During this week-long festival, locals exhibit their food, music, and dance. The preparation starts in June and till August thousands of people create gorgeous decorations and amazing costumes. Float parades, choir competitions, and lots of local food are all part of this event.
According to Shaun Bamber, who writes for the Cook Islands News, the festival opened on Friday at Avarua’s Constitution Park in front of a large crowd of special guests and dignitaries, including Queen’s Representative Tom Marsters and new cabinet ministers Robert Tapaitau, Rose Brown and George Maggie.

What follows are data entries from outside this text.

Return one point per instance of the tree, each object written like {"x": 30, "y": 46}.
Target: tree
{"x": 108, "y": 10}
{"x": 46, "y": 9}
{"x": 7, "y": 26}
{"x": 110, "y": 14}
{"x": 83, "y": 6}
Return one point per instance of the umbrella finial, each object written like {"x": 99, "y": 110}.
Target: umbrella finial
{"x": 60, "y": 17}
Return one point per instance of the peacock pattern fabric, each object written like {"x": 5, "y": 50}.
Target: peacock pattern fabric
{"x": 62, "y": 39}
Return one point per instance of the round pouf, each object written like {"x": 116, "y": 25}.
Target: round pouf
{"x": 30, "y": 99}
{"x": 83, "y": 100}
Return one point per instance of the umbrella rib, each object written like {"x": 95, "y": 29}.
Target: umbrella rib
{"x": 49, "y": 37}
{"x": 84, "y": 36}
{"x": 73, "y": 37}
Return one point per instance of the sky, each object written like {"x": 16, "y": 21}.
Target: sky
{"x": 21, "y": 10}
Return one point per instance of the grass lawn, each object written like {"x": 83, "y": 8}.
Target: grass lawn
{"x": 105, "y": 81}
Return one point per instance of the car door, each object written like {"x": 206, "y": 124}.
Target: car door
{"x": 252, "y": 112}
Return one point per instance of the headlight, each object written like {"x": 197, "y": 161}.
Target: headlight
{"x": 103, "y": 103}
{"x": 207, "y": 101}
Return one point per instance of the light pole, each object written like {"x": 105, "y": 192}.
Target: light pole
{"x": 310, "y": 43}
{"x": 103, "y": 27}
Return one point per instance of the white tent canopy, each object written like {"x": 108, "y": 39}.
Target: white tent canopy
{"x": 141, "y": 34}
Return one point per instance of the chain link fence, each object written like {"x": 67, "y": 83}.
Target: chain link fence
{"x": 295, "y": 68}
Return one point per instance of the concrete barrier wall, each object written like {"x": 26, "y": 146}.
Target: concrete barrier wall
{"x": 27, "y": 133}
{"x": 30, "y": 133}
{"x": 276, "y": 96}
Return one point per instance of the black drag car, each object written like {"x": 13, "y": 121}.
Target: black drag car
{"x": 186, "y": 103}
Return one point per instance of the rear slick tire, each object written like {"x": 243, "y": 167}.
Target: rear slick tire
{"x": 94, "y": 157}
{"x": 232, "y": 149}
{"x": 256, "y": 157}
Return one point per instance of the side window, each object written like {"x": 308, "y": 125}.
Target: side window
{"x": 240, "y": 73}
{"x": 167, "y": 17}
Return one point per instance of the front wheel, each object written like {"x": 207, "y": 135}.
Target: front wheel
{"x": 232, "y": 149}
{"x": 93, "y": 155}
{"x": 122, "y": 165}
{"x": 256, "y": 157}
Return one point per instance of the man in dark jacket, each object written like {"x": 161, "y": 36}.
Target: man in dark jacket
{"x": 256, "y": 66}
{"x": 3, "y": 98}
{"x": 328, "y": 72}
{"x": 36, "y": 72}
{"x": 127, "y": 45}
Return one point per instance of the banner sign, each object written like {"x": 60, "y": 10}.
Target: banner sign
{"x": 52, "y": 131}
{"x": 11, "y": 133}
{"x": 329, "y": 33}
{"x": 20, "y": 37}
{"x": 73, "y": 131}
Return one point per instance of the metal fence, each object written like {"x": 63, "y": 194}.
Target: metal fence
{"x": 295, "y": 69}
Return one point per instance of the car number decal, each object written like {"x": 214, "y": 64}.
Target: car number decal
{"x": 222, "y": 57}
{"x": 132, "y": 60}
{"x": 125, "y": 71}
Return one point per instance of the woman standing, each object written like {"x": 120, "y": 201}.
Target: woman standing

Puna addressed the crowd stating, “Having just come through the June general elections, let us please put aside our political differences and admit that we share this fantastic country of ours, our place, even though it may only be considered by some as a little dot on the world map. Nevertheless, it is our.”
He added, “Let us therefore celebrate our history, the wisdom in determining our traditions, including the acceptance of Christianity, and in reflecting on our past, let us join together to build a vibrant future. Yes, let’s make it happen.”
Earlier, Puna began his official Te Maeva Nui opening speech by congratulating the Cook Islands cultural team that traveled to Hawaii in June to represent the country at the Polynesian Cultural Center there. “The team represented our country with pride and distinction,” he said.
And with so many from the pa enua (foreign lands) having journeyed to Rarotonga for Te Maeva Nui this year, Puna also acknowledged that “we are especially blessed this year to have our brothers and sisters from our pa enua, who have joined us in Rarotonga for this celebration”. “I have to say, that your being here makes this celebration even more special and complete, and we can call this a truly national celebration,” he said.
For 2018, the theme ‘Te au Arapo o Toku Matakeinanga‘ means ‘The Traditional Calendars of My Ancestors’ promises to ignite the imagination. The theme is about arapo which translates as the path of the night or moon. The traditional Polynesian calendar relies on the moon rather than the sun to mark time.
The theme will challenge all Cook Islanders to do some research. They will need to talk to their elders of the community and find out the traditional calendars of their island. The process of researching the theme creates the cultural connection and each island will have their own way of representing this in their performances.